Ora ci si potrebbe chiedere da dove viene fuori l’empatia. Noi non nasciamo empatici, nei primi mesi di vita i bambini sono incapaci di provare vera empatia per un’altra persona; un bambino può iniziare a piangere quando sente piangere un altro bambino, ma questo avviene attraverso una specie di contagio e rappresenta una reazione globale e involontaria. Successivamente i sentimenti empatici che il bambino è in grado di esprimere diventano sempre più sofisticati, rendendolo competente nel rispecchiare le precise emozioni delle altre persone. Dunque nel riconoscere queste emozioni. Questa competenza contribuisce allo sviluppo e al funzionamento (comprendere, interpretare, immedesimarsi, reagire alla situazione) delle nostre capacità empatiche in età adulta.
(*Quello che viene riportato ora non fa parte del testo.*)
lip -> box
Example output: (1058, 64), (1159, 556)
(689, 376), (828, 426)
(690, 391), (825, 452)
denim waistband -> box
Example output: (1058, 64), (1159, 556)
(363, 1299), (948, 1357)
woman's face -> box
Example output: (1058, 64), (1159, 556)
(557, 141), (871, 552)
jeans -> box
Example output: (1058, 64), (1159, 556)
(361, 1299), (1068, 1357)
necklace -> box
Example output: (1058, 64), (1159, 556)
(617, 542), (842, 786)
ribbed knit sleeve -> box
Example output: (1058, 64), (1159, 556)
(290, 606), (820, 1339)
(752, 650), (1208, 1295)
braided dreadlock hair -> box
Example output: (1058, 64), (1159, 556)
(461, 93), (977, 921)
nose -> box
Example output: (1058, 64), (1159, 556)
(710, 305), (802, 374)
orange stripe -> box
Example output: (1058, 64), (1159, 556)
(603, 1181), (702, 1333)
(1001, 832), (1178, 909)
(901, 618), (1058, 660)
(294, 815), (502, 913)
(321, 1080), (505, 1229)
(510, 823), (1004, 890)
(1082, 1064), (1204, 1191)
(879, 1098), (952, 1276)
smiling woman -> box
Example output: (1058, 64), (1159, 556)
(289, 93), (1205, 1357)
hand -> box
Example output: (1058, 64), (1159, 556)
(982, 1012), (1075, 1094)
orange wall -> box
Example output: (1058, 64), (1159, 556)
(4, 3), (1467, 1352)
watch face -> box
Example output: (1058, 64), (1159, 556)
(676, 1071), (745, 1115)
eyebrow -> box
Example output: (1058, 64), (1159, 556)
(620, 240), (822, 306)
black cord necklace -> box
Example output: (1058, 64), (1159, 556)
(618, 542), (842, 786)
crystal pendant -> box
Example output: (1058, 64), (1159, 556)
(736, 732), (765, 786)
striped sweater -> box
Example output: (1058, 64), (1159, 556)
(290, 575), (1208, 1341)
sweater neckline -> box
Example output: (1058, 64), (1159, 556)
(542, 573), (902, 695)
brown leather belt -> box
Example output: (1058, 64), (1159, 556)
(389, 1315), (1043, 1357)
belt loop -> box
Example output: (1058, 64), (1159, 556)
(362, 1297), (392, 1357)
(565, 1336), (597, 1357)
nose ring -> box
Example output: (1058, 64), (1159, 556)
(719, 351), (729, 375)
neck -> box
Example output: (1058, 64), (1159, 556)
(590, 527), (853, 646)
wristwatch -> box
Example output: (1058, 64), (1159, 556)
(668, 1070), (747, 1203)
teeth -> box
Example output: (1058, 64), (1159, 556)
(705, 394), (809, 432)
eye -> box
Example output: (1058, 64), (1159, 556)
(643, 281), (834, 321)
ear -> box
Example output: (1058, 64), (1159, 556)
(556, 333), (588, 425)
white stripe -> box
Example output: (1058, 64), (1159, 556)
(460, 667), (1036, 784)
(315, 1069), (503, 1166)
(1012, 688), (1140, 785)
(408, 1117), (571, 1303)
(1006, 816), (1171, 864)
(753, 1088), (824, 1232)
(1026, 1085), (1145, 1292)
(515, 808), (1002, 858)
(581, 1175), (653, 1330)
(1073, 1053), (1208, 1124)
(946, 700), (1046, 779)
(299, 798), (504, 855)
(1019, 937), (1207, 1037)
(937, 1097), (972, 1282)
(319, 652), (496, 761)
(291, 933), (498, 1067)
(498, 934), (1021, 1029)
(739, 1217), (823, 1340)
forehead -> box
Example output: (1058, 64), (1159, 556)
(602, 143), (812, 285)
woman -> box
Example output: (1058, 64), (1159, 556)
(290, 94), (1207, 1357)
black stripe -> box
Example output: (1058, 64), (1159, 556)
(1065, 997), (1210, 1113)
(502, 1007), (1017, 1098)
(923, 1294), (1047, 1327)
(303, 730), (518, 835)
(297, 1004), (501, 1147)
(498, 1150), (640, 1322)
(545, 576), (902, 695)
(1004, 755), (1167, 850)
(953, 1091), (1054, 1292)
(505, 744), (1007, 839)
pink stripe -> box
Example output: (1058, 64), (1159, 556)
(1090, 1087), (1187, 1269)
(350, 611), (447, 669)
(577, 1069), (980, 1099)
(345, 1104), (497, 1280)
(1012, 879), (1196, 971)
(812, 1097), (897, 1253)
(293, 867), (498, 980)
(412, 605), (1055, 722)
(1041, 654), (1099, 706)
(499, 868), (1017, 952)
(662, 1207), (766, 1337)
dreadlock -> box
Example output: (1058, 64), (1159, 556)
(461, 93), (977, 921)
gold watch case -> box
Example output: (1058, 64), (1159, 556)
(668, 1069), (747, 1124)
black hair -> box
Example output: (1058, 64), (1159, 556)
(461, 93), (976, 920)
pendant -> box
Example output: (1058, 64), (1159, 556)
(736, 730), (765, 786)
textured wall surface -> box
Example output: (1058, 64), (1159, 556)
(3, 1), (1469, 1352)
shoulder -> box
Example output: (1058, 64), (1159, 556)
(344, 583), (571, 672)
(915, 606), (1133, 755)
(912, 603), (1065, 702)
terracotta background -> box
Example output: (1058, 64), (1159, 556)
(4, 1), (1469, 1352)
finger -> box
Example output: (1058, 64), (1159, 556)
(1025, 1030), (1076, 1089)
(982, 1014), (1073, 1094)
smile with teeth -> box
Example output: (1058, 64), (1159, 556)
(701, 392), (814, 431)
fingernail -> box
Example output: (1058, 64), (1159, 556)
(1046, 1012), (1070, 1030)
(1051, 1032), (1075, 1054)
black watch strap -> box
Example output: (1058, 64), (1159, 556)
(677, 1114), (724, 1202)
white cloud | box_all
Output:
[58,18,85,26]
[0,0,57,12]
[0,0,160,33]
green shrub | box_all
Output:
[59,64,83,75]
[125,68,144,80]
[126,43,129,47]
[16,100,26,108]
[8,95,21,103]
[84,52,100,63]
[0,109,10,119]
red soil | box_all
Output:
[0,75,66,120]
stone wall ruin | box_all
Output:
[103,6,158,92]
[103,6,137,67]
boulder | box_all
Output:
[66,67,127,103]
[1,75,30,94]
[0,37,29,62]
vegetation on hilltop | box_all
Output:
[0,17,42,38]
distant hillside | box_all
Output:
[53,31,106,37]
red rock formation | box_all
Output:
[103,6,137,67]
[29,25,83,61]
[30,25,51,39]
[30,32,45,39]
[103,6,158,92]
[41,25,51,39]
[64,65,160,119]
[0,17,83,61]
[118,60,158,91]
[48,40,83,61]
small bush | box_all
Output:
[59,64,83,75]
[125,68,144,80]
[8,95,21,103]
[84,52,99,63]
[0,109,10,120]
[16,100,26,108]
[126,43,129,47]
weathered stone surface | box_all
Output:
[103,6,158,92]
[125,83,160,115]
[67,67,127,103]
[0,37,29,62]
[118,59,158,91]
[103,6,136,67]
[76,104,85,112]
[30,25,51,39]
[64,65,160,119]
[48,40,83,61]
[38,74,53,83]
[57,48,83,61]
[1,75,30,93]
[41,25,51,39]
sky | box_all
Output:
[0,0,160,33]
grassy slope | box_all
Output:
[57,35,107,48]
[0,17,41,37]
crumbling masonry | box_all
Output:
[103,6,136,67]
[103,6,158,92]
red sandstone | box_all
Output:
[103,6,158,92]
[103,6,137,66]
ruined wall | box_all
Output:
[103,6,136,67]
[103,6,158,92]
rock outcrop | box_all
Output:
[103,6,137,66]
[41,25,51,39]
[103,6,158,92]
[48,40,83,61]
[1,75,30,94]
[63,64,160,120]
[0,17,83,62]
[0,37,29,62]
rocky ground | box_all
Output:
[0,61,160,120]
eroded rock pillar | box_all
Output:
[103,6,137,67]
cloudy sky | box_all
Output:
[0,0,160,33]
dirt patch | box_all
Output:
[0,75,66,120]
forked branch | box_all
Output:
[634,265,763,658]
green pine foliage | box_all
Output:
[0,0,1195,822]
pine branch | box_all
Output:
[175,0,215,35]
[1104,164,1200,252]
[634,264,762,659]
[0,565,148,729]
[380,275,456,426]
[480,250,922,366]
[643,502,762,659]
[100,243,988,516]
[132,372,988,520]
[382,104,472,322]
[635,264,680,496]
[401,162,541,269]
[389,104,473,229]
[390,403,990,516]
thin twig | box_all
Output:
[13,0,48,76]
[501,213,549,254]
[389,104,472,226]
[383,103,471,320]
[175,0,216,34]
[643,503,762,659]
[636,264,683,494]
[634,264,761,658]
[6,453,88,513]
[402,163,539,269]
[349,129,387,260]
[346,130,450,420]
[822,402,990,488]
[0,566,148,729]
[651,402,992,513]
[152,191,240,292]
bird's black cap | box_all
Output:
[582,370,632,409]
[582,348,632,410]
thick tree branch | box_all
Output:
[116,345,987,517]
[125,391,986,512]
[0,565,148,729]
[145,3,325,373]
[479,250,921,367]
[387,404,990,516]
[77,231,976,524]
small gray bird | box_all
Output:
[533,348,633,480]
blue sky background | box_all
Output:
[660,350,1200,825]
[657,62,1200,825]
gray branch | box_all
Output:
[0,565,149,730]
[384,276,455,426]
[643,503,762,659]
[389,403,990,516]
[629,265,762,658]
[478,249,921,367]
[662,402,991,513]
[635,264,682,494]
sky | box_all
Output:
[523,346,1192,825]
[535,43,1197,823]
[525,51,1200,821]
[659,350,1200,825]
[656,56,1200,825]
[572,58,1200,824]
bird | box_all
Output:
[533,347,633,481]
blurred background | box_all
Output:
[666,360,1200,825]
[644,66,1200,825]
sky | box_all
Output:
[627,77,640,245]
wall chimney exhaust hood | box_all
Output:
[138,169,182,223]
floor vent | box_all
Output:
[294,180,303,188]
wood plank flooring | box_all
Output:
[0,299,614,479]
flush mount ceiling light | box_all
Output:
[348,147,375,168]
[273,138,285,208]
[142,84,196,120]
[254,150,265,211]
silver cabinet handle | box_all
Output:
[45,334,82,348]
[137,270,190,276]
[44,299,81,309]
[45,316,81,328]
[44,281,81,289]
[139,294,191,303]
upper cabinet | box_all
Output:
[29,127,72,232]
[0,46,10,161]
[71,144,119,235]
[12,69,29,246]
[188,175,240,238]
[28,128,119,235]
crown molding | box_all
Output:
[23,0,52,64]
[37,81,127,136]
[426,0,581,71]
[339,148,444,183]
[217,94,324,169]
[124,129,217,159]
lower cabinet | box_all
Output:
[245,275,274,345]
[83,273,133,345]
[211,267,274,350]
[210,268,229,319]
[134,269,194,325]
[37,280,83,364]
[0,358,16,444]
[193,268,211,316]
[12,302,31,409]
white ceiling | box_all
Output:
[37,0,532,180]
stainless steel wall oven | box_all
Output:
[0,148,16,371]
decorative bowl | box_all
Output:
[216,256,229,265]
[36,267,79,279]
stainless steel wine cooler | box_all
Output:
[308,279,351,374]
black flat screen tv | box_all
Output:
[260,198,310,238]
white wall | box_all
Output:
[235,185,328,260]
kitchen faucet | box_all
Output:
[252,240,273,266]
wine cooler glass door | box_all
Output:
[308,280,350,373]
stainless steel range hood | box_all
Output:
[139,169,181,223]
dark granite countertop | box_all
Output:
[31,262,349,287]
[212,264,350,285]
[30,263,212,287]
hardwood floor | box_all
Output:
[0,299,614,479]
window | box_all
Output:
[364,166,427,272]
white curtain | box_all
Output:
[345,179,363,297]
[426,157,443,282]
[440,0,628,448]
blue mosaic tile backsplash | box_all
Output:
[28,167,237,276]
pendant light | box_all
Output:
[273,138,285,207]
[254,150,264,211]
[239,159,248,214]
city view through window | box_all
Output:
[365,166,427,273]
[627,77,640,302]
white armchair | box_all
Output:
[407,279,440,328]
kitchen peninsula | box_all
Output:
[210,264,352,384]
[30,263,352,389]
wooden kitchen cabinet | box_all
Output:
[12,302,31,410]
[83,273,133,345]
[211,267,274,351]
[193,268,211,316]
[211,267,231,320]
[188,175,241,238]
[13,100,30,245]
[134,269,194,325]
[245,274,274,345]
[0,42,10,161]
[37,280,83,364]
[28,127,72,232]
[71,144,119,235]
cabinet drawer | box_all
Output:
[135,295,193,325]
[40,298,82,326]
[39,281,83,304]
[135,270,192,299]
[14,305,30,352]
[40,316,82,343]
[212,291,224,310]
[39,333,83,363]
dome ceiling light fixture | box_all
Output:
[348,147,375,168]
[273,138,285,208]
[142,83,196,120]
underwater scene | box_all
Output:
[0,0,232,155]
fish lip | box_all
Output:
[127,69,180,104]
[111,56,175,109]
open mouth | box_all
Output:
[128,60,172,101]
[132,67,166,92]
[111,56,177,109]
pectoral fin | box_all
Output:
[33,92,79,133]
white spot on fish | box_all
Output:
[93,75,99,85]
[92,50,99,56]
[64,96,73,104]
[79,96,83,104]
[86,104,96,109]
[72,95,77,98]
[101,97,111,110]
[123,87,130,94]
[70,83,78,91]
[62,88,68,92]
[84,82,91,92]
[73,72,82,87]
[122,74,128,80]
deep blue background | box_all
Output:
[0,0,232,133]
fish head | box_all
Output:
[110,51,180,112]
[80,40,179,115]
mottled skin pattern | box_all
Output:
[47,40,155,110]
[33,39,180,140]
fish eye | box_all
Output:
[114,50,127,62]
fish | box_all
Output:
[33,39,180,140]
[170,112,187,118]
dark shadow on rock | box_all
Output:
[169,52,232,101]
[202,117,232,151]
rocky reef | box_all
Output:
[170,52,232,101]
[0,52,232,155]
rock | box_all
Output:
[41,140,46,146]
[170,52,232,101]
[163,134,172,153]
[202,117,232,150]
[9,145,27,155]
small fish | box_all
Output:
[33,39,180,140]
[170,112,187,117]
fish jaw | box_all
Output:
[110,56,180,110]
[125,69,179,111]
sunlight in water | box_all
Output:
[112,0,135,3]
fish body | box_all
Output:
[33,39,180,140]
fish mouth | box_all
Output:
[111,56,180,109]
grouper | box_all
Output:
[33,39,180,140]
Nel corso dell’infanzia e dell’adolescenza, il riconoscimento delle emozioni si perfeziona progressivamente e interagisce in modo sempre più raffinato con il costrutto empatico. Tale processo, estremamente complesso, può incontrare delle difficoltà durante queste prime fasi della vita. Purtroppo questo contesto non permette di affrontare in modo esaustivo un tema così ampio e articolato, quale l’evoluzione delle competenze emotive e affettive. Concentrandoci sull’adolescenza, per ora basti pensare a essa come una fase di grande crescita ma al contempo di grossa vulnerabilità emotivo-affettiva, e alle difficoltà a cui va in contro l’adolescente (e i suoi genitori!), difficoltà a cui tutti noi siamo andati incontro. E si pensi, infine, alla resilienza, cioè alla capacità di resistere e affrontare le vicissitudini della crescita e del cambiamento, e a come tale capacità sia molto importante per quegli adolescenti (ma anche per i genitori!) il cui naturale percorso evolutivo abbia subito difficoltà, disturbi o arresti e che decidono di rivolgersi alla figura dello psicologo per essere aiutati a riprenderlo.